The excitement was contagious in its interactive invitation to entice viewers in trying to guess the answer or at least sympathise with one bravu participant against another. Most of the quizzes were live which later on, as a quizmaster myself, I found to be a disciplinary advantage on the master's side. Participants during a live do-or-die situation tend to be more anxious and experience visible stress thus contributing to the further success of a non-missable serata.
Mike was not the type of quizmaster with whom you could take it easy - he was demanding almost in an aggressive way trying hard to trip anybody who is not super prepared. In itself that was an art and since he had his Dr No to decide for him on admissable answers he used to excel in his handling of the studio drama.
From the beginning, the attraction to participate, did not only lie in the winning of handsome prizes - usually big amounts of money - but also in achieving a bravura in front of the television cameras and therefore in front of the nation. Taking part in Mr Bongiorno's quizzes almost offered a cut above the rest of the programmes. One had to have brains, good memory, personality and courage to face the pressure in the studio.
Mr Bongiorno was not only a quizmaster. He pervaded most genres of the TV spettacolo and we find him hosting the San Remo festival in his older age in a mission to bring the Italian international song contest back to its glory days. Moving from RAI to Mediaset he joined Mr Berlusconi in spearheading the television industry into the commercial sphere and create further competition on the airwaves in Italy.
The Italian political class, including the President of the Republic, recognised the television personality's role in shaping television entertainment for many decades on the Italian landscape.

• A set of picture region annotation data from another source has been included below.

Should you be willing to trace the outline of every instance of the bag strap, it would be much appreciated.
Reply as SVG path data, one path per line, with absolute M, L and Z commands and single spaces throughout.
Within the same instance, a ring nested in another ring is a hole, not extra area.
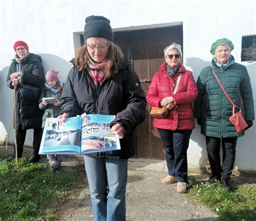
M 216 74 L 216 73 L 215 73 L 215 71 L 213 71 L 213 68 L 212 68 L 212 65 L 211 65 L 211 69 L 212 69 L 212 73 L 213 73 L 213 74 L 214 75 L 215 77 L 216 78 L 216 79 L 217 80 L 217 81 L 219 83 L 219 84 L 220 85 L 220 87 L 221 88 L 222 90 L 223 91 L 223 92 L 224 92 L 224 94 L 225 94 L 225 95 L 227 96 L 227 99 L 228 99 L 228 100 L 230 101 L 230 102 L 233 105 L 233 110 L 234 109 L 234 107 L 238 107 L 238 108 L 240 109 L 241 109 L 241 107 L 242 106 L 242 100 L 241 100 L 241 103 L 240 103 L 240 107 L 238 107 L 237 105 L 235 105 L 234 102 L 232 101 L 232 100 L 231 100 L 231 99 L 230 98 L 230 96 L 228 96 L 228 95 L 227 94 L 227 92 L 226 92 L 225 89 L 224 89 L 224 88 L 223 87 L 223 86 L 222 85 L 221 83 L 220 82 L 219 79 L 219 78 L 218 77 L 217 75 Z
M 173 92 L 172 93 L 172 94 L 175 94 L 178 89 L 178 86 L 179 86 L 179 82 L 180 81 L 180 78 L 181 78 L 181 75 L 182 73 L 180 73 L 179 74 L 179 76 L 178 76 L 177 80 L 176 81 L 176 82 L 175 83 L 175 87 L 174 89 L 173 90 Z

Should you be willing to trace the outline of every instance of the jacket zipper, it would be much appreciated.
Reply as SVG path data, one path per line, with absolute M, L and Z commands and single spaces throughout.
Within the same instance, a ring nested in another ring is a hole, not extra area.
M 221 70 L 221 71 L 222 71 L 222 73 L 221 73 L 221 81 L 222 81 L 222 85 L 223 86 L 223 87 L 224 87 L 224 72 L 223 70 Z M 224 87 L 225 88 L 225 87 Z M 225 102 L 224 101 L 224 99 L 225 99 L 225 94 L 224 94 L 224 93 L 223 92 L 223 90 L 221 89 L 221 88 L 220 88 L 220 91 L 221 92 L 221 121 L 220 122 L 220 123 L 221 124 L 221 127 L 220 128 L 221 128 L 221 136 L 223 136 L 223 134 L 224 134 L 224 129 L 223 129 L 223 127 L 224 127 L 224 123 L 223 123 L 223 110 L 224 109 L 224 102 Z

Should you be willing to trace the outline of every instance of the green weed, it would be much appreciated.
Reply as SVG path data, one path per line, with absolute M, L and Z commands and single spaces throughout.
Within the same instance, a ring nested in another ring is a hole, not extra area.
M 194 179 L 189 181 L 188 186 L 188 196 L 209 207 L 219 216 L 219 219 L 256 220 L 255 188 L 240 186 L 228 193 L 219 182 L 207 186 Z
M 3 163 L 0 153 L 0 221 L 54 220 L 55 200 L 71 195 L 82 188 L 77 172 L 52 171 L 45 164 L 28 164 L 25 158 Z

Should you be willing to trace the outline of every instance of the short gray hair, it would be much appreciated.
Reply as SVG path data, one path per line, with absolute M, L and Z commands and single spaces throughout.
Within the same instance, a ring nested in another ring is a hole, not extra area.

Most probably without knowing it, Mr Bongiorno could also be credited with the original inspiration behind most of our more successful quiz shows since the 1970s when Television Malta invited me to present the first quiz show for adults as prime entertainment Għal Fuq Xbin? Following the success of this village interquiz marathon TVM regularly included a popular quiz show in each of its autumn schedules for many years.
Different heads of programmes at Television House, at least up to the end of the millennium, valued the viewers' attraction to quiz shows and each year I used to delve into my creative corridors to match Mr Bongiorno's shows without ever duplicating RAI's ideas - a formidable challenge in its own right especially when one considers that budgets were never anywhere to match.
Many remember his joyful and enthusiastic "Allegria!" served as a sorbet between moments of deep anxiety.
Each correct answer meant so much to all the thousands of viewers that during commercial breaks it was customary for me to phone experts - Professor Ġużé Aquilina comes to mind as taking interest in patient quick explanations - to clear some ambiguous meaning or other which participants in their moving responses uttered without enough attention to the rules of the game. Most of the shows were broadcast live and therefore, not unlike a live football match, going back was almost never possible.